There are some questions to ask yourself to ensure you’re choosing the best health insurance plan for you, including:
What will your total costs be? In addition to the monthly premium you pay your insurance company, consider your deductible and what your out-of-pocket costs might look like. “Some people would like to have premiums as cheap as possible and are fine with a higher deductible,” says Turner, while others prefer the opposite.
Are your favorite doctors “in network”? Each insurance company works with a certain network of providers. Before signing up for a plan, ensure that the doctors you want to see are included in the plan’s network. “As a mom, I don’t ever want to have my pediatrician not be in my network,” says Moore. “If you love your OBGYN or your family practice doctor, find out if they’re in network before you sign up, because it can make all the difference.”
What type of plan is it? If you sign up for a Health Maintenance Organization (HMO) plan, you generally won’t be covered if you seek out-of-network care unless it’s an emergency. If you pick a Point of Service (POS) plan, you’ll be required to get a referral from your primary care physician in order to see a specialist. The kind of plan you choose will affect your out-of-pocket costs.

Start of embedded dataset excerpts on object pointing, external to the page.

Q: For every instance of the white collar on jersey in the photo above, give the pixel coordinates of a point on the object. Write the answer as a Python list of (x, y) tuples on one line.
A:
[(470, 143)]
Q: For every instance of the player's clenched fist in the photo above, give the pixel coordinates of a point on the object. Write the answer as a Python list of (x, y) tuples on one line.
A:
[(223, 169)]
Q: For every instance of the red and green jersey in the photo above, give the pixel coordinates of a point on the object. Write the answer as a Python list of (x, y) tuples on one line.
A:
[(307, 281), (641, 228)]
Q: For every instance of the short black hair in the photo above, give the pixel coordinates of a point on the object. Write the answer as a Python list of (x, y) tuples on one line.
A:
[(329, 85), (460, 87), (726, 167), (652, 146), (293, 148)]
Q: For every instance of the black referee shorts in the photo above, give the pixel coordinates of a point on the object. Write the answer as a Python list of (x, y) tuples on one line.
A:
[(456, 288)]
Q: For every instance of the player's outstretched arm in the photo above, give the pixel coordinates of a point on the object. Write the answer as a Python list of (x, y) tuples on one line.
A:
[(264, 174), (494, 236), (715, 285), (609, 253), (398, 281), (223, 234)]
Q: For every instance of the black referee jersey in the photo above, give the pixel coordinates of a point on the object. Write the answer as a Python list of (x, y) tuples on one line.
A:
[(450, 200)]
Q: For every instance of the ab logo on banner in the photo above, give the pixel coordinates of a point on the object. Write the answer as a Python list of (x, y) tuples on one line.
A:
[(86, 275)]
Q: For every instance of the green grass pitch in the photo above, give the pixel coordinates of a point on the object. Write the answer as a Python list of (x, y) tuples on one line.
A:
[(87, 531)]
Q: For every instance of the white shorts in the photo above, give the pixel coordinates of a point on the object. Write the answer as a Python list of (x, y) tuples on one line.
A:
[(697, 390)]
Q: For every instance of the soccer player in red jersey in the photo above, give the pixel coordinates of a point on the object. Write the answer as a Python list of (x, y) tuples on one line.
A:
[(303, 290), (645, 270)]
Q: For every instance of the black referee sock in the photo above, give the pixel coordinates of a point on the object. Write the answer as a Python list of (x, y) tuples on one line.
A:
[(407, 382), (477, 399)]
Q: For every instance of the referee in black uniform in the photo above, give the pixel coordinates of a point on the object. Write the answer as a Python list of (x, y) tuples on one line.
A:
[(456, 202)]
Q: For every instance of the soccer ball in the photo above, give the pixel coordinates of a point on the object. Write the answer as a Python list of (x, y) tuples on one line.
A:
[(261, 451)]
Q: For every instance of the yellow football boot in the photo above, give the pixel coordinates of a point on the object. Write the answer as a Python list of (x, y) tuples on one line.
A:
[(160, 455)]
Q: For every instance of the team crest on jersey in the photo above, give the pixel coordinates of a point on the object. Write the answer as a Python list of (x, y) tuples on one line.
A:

If you’re struggling to figure out which plan is best for you, Turner suggests seeking the assistance of a health insurance navigator. These trained professionals can help you figure out if you qualify for any financial assistance and compare plans. To find a health insurance navigator, go to HealthCare.gov and enter your ZIP code. These services are “free, confidential and available to the public around the country,” says Turner.
Another option is to contact a health insurance broker. Doing so is typically free since they’re paid by health insurers, says Moore. “It’s really no risk to you to reach out,” she adds, and it can be a helpful way to feel more confident in your decision.